Somehow Bob had managed to install an Add-on or extension to Chrome. Not sure when this occurred, or how, but it hobbles the browser. The extension removes some vital toolbars, limits which sites can be visited (blocking search engine sites you might use to figure out that its a scam for instance) and redirects the user to their own site to increase their page-views (which sites like Google and Yahoo happily pay them for). Most devastatingly to Bob it threw up a fake error page which was good enough to sucker him into calling them which eventually led to him giving them his credit card number and following their instructions to grant them access to the machine.

In this case, the spelling and grammar used in the ruse was pretty good but there were still some tell-tale items to suggest that something nefarious was going on.
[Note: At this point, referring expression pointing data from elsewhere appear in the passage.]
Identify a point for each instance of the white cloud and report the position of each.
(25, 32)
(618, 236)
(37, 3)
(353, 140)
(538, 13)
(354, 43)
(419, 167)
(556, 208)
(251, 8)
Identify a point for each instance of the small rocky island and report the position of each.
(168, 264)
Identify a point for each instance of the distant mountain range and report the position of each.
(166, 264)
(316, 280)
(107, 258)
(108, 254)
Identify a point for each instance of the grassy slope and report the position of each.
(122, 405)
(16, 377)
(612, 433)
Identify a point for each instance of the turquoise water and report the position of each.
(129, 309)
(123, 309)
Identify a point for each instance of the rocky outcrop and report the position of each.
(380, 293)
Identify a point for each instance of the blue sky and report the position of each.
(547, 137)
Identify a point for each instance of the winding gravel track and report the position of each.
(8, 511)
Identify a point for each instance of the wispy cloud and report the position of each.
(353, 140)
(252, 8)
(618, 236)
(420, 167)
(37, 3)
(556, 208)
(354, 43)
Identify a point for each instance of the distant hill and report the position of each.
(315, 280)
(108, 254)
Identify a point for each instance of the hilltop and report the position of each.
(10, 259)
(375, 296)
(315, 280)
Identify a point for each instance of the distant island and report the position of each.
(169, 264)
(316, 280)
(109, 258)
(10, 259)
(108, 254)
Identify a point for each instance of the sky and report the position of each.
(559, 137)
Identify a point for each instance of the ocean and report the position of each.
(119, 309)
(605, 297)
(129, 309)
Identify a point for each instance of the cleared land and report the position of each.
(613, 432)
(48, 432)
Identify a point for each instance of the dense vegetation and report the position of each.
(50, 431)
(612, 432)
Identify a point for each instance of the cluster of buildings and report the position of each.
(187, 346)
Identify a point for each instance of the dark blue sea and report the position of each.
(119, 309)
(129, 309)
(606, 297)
  • The URL for the tab he was looking at was clearly not a Microsoft.com URL even though the message claims they are Microsoft technicians.
  • Microsoft will not tell you to call them – good luck getting a human at any of these big companies anymore! The last thing they want you to do is call them, and if you do you will invariably be routed to India or the Philippines.
  • The Error message appeared in a browser window – typically big ugly errors like this take up the whole screen – you wouldn’t be able to minimize Chrome or see other parts of your desktop like the taskbar or the clock.
  • If you could google up the phone number on your phone or another machine quick you’d see the first whole page of hits for that number are about spammers and scammers that tried to call from that number.
  • Googling BSOD: dllRegisterSetting which are the biggest words on the screen results in several links for removing the malware or virus by that name (the least helpful is the actual Microsoft result). Most of these helpful guides assume that you have not been stupid enough to actually fall for the ruse and call the number of course.

I thought I had done a good job educating everyone about how to identify these kinds of scams but clearly I have some more work to do.